When I first saw the trailer for Captain America: Winter Soldier a few months ago, I thought to myself, “this is unusual from Hollywood.” Captain America is told that building a “better” world sometimes means tearing the old one down. Sounds a bit like a global takeover, doesn’t it? And Captain America decides to stand in the way.

So I was cautiously optimistic about the film. You wouldn’t think Hollywood would want to sell liberty in bulk, but sure enough Captain America: Winter Soldier does.

Here’s our initial review of the film after seeing it at the Alamo Drafthouse in Austin, Texas:

(WARNING: May contain spoilers)

Now, I never saw the first Captain America film but fortunately, that’s not necessary to watch this one. All you really need to know about the last movie is that Captain America, a hero of World War II, was placed in suspended animation until the present. He’s a product of the greatest generation and he cherishes his values which are sadly foreign in this modern world. Fortunately, he doesn’t think that has to be the case and that’s one of the movie’s strongest points.

In many ways Captain America is a personification of national sovereignty and the Constitution. He uses a shield in combat which also represents a shield protecting Americans and their liberties. And Captain America fights intellectually as well as physically, a key point that the trailer made. He believes in due process, not eliminating “threats” before they become threats to the state.

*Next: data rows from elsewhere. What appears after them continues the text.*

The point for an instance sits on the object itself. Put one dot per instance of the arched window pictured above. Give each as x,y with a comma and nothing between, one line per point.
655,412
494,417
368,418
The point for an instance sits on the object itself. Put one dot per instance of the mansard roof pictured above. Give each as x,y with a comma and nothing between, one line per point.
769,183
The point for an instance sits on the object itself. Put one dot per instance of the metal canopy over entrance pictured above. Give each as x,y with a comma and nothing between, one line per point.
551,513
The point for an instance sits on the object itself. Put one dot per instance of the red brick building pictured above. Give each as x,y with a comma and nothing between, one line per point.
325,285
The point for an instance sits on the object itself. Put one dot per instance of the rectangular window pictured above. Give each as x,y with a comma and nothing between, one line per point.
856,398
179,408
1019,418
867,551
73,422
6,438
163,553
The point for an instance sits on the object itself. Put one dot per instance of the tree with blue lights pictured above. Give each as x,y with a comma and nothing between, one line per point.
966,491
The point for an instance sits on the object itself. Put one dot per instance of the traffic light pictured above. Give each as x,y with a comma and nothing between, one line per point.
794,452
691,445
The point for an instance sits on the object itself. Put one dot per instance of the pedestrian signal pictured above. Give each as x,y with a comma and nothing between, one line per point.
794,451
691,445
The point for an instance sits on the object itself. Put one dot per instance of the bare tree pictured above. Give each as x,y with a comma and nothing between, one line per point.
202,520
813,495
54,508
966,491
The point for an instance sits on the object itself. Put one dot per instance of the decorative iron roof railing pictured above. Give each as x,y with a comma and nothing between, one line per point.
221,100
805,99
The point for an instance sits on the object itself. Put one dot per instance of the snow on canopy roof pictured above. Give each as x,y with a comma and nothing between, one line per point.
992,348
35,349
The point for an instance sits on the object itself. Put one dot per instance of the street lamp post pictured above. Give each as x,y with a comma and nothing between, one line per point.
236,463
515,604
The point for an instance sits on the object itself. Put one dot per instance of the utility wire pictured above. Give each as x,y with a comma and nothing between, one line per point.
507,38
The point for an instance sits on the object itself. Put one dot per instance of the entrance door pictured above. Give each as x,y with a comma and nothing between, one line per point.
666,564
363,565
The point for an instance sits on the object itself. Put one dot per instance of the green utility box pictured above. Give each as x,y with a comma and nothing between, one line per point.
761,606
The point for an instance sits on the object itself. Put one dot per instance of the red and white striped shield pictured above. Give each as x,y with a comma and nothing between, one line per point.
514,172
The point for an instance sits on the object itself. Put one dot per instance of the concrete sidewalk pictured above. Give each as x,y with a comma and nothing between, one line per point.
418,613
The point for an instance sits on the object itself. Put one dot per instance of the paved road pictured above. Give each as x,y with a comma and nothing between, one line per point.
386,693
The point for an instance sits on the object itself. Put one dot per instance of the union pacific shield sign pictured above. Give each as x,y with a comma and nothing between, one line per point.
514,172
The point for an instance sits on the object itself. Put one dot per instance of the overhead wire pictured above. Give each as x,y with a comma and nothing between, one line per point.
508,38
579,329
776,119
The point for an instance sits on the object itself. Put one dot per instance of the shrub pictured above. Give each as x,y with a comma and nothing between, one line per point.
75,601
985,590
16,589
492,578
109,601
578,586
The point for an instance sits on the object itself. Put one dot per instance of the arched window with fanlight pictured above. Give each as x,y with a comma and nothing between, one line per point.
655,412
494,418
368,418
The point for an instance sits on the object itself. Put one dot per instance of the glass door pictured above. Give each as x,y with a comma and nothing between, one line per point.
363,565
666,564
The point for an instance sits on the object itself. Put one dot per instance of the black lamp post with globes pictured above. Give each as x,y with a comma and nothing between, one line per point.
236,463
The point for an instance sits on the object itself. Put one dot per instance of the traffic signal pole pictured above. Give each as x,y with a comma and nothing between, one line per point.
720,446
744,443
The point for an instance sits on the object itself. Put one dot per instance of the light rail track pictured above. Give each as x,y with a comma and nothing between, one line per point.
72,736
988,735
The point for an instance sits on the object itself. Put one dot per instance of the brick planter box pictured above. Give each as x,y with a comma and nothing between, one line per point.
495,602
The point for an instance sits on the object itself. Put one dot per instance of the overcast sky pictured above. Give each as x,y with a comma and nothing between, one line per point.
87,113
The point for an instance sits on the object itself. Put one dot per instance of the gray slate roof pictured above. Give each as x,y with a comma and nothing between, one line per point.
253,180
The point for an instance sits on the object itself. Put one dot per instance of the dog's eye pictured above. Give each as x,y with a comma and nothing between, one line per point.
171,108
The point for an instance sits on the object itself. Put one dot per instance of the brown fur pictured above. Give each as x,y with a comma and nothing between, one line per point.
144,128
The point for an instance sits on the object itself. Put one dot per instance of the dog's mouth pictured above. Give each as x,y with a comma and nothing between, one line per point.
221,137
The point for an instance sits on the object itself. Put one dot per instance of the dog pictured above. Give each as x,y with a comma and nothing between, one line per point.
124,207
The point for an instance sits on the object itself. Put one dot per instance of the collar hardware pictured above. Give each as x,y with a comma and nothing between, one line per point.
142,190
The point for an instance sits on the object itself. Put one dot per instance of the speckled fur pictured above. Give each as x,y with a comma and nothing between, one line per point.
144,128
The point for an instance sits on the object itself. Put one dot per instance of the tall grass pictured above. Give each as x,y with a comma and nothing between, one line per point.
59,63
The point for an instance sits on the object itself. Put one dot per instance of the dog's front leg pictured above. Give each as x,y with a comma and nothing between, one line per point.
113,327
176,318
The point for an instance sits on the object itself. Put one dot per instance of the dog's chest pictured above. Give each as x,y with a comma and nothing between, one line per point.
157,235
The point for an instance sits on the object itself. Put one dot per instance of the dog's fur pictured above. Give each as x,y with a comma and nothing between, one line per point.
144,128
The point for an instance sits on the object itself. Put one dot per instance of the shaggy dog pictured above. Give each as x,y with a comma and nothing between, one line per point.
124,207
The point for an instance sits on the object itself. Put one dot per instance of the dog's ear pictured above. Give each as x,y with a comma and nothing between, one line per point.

So naturally this puts the Captain in conflict against the film’s antagonists, neoconservatives who believe in creating “order” out of artificial chaos through fear and control. They want Americans to willingly trade in their liberties for “security.”

Gee, sounds a lot like real life, doesn’t it? Looks the screenwriters studied white papers from the Project for the New American Century when writing this film. There’s also a great reference in the movie to Total Information Awareness, the ambitious surveillance program that sought to analyze every American’s personal records in order to develop a “risk profile” on each person.

Hollywood’s honesty here is refreshing.

The movie also tackles other key aspects, such as information control, centralized planning, trans-humanism, compartmentalization and even brainwashing. Captain America: Winter Soldier points out the fallacies in all of these, making the film seem very anti-propaganda compared to other recent Hollywood productions.

The movie is great for showing your friends and family a frame of reference to what’s going on both domestically and geopolitically in the world today.

Captain America: Winter Soldier is a story about what all of us should inspire to be: superheros who will defend our basic liberties which bring us prosperity rather than the poverty resulting from totalitarian regimes.

I give Captain America: Winter Soldier 4.5/5.